Journalism students go to war
The liability form spelled out the downside.
“I AM VOLUNTARILY ENTERING A WAR ZONE that has already claimed the lives of civilians, journalists and armed soldiers,” the university’s waiver stated. “I understand that journalists working in the Middle East have been killed, captured, tortured, beheaded, injured, and traumatized, while undertaking activities very similar or identical to those that I am …”
Three UAF journalism students and I went through the two-page document line by line with Julie Baecker, chief risk officer for the University of Alaska system. She made sure Jennifer Canfield, Tom Hewitt, Jessica Hoffman and this professor had received the articles e-mailed with that waiver, including a graphic account of The Wall Street Journal reporter Daniel Pearl’s kidnapping and murder.

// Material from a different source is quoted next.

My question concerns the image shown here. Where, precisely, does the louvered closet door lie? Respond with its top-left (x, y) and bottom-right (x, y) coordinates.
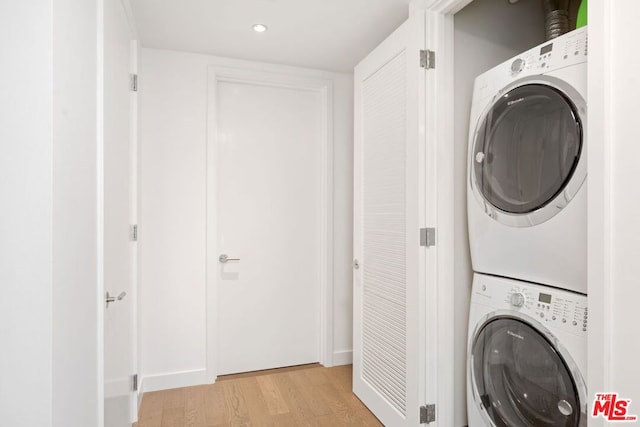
top-left (353, 10), bottom-right (425, 426)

“Our role isn’t placing limits on what our student learners can do,” Baecker explained. “It’s ensuring they have the information needed to make informed choices.”

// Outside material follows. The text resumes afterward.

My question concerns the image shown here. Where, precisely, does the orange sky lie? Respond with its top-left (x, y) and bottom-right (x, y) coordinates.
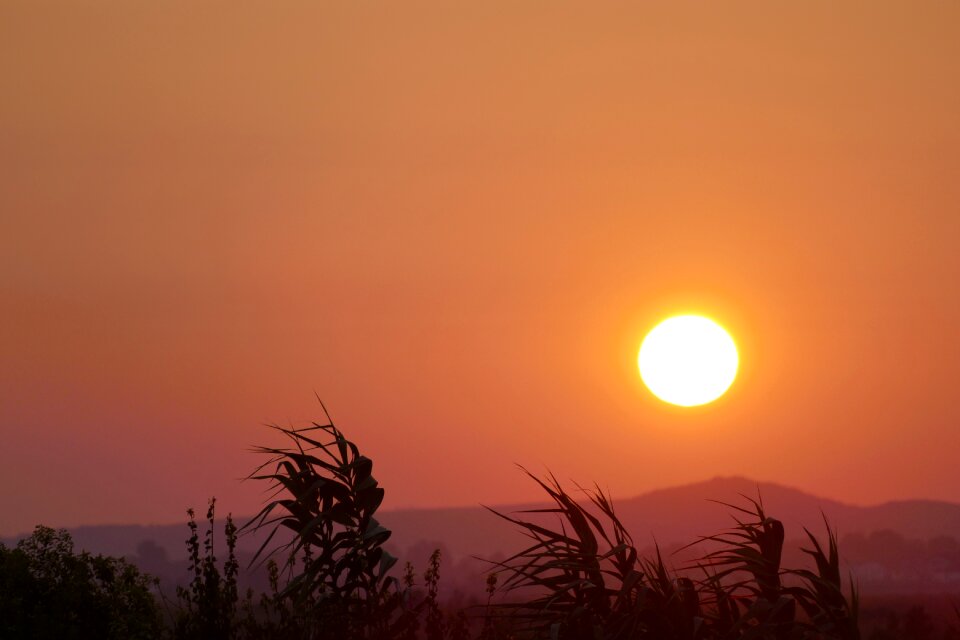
top-left (0, 0), bottom-right (960, 533)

In weekly teleconferences leading up to the jump-off date, I’d done my best to scare these students off. It didn’t help that experienced war correspondents were confident students could handle the assignment, especially with the security embedding provided.
Joking about our faint prospects of surviving a month embedded with Alaska-based soldiers serving in Diyala province, Iraq, we each signed on the line and initialed where required.
What followed surpassed expectations.